Now I have to be watchful that I don't slip into the trap of the body and breath conforming to what I think I understand!

Saturday, 1 August 2009

How do you choose your teacher?

All too often our choice of teacher is based on our likes and dislikes. We may choose a yoga teacher because we like the person or maybe they play nice music in the class, or burn candles or incense or they conform to how we want our teacher to be. In other words we feel comfortable with them.

But yoga is not about feeling comfortable. Yoga is transformation. Transformation into what? Who can say. If we have an idea of where we're going it's not transformation we're simply heading for an idealised known.

Think of it like a 'Star Trek' adventure - to boldly go where you've not been before. And the role of the teacher is not to take us somewhere she's been and leave us there but to help us on our journey of discovery. To hold our hand or give us a shove when we need it.

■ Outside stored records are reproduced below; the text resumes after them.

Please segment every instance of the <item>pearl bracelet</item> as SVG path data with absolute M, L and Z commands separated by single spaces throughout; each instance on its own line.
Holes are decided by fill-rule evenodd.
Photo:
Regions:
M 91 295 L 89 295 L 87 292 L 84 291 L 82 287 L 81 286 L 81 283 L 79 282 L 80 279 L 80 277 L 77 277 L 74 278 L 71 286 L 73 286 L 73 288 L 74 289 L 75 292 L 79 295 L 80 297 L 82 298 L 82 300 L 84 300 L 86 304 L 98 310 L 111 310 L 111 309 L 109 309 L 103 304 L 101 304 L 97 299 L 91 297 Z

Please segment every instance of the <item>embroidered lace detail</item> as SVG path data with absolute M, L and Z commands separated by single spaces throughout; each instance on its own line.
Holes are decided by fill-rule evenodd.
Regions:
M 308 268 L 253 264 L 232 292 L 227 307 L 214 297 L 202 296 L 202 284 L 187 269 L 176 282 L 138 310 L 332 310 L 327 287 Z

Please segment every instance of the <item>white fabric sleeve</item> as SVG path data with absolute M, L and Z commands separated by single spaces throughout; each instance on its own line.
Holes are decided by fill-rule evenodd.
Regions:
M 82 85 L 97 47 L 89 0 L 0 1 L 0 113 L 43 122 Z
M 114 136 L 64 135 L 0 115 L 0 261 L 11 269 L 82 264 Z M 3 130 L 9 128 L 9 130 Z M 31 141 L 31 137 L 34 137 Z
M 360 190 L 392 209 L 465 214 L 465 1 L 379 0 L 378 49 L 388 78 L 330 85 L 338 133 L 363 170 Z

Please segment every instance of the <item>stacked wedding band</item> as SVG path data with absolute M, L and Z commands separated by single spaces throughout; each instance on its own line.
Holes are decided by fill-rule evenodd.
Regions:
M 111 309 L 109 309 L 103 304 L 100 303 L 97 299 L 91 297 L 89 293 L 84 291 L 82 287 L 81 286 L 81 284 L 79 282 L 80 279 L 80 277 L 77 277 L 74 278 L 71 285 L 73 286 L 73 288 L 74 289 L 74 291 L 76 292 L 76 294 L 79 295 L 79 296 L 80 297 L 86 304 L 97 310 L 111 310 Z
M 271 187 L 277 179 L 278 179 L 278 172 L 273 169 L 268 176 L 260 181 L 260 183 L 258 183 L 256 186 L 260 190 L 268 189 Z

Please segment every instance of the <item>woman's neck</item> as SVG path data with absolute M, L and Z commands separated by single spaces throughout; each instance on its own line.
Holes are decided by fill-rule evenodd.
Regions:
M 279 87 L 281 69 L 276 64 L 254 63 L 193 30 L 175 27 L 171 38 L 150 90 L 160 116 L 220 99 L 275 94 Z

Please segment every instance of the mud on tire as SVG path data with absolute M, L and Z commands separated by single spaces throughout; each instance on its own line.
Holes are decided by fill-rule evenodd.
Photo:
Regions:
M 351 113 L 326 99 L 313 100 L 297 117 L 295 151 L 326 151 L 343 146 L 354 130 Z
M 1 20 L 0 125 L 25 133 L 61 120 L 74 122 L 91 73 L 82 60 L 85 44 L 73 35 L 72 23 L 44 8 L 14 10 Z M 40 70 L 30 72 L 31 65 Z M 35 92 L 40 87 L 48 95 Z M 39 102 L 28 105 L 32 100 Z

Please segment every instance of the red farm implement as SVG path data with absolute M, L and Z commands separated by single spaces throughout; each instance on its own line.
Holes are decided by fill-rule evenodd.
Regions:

A teacher I know who worked with a famous guru at his ashram in India says that he didn't actually like the man but that he stayed for the teaching. Yogananda said of his guru: "Sri Yukteswar's intuition was penetrating; heedless of remarks, he often replied to one's unexpressed thoughts... I daresay he would have been the most sought-after guru in India had his speech not been so candid."

I am reminded of one of Anthony de Mello's stories (in The Prayer of the Frog: v. 1). A spiritual seeker resisted all the temptations the Devil through at him but failed to recognise God because he didn't like the way he spoke, dressed or behaved. "Such is the fate of those who, in their search for God, are willing to shed everything except their notions of what God really is."

That's not to say of course that you can't like the teacher or that she shouldn't play nice music etc! It's just that such things are irrelevant. Incidentally the fascinating story of how Yogananda met his guru is told in his Autobiography of a Yogi

One day we may find our self alone and then we have to find the guru within to encourage us to new understanding. There are few among us who manage to do this. The late Vanda Scaravelli was one and so is her student Diane Long whom I am fortunate to have as my teacher. We would do well to emulate such teachers. By that I don't mean by hanging on their words or slavishly following their actions but rather in adopting their approach to the work.